Editor’s Note: Ethics and Genetics
June 2, 2010 |  by Catherine Pierre

When associate editor Dale Keiger set out to write about Rebecca Skloot’s New York Times best seller, The Immortal Life of Henrietta Lacks, he got a few quizzical looks. After all, the book—which tells the story of Lacks’ treatment for cervical cancer at Johns Hopkins Hospital and how the so-called HeLa cells taken from her then continue to support medical research, advancing science and, in some cases, reaping huge profits for the companies that have used them—paints a rather unflattering portrait of the institution. How could we write about that?

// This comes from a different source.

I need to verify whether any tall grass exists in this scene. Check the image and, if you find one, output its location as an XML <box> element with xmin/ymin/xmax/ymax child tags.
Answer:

I figured, how could we not? After all, the story is out there—often in headlines like “Health-Care Injustice” (Newsweek) and “Henrietta Lacks’ Cells Were Priceless, But Her Family Can’t Afford a Hospital” (The Observer). Our readers would likely appreciate an honest and deep discussion of some of the issues involved in Lacks’ experience and the aftermath. Dale’s story (“Immortal Cells, Enduring Issues”) picks up where Skloot’s leaves off: Situations like Lacks’ prompted a hard look at issues such as privacy and informed consent, and hospitals have since adopted policies and procedures to protect patients. But the more medical technology advances, the more vexing such issues become.

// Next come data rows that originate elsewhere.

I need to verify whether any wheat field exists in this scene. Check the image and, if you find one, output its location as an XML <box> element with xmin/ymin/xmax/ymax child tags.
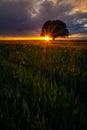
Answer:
<box><xmin>0</xmin><ymin>41</ymin><xmax>87</xmax><ymax>130</ymax></box>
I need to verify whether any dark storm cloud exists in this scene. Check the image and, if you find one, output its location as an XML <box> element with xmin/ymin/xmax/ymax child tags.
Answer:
<box><xmin>0</xmin><ymin>0</ymin><xmax>87</xmax><ymax>36</ymax></box>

Interestingly, the late Johns Hopkins physician and researcher Victor McKusick, Med ’46, who worked with Lacks’ descendants in his search for DNA markers that could identify HeLa cells in lab samples, appears not just in this story but in senior writer Michael Anft’s cover story about Hopkins pediatrician Richard Kelley, who specializes in treating rare genetic diseases that occur in Amish and Mennonite children (“The Disease Chaser”). McKusick worked with these populations in the 1960s, studying the effects of their genes and identifying a number of conditions specific to them. Decades later, Kelley diagnoses and treats those and other genetic diseases. But his research has raised its own controversy. Because his group of patients is so specific and small, clinical trials aren’t feasible. He treats his patients based on observation and instinct—and he’s been criticized for that.

It seems genetic research will never be without its complexities, both scientific and ethical. But it’s crucial that the Kelleys and the McKusicks of the world continue to ask scientific questions—and raise ethical ones while they’re at it. It’s also crucial that the rest of us—university magazines included—ask questions of our own and contribute to that discussion.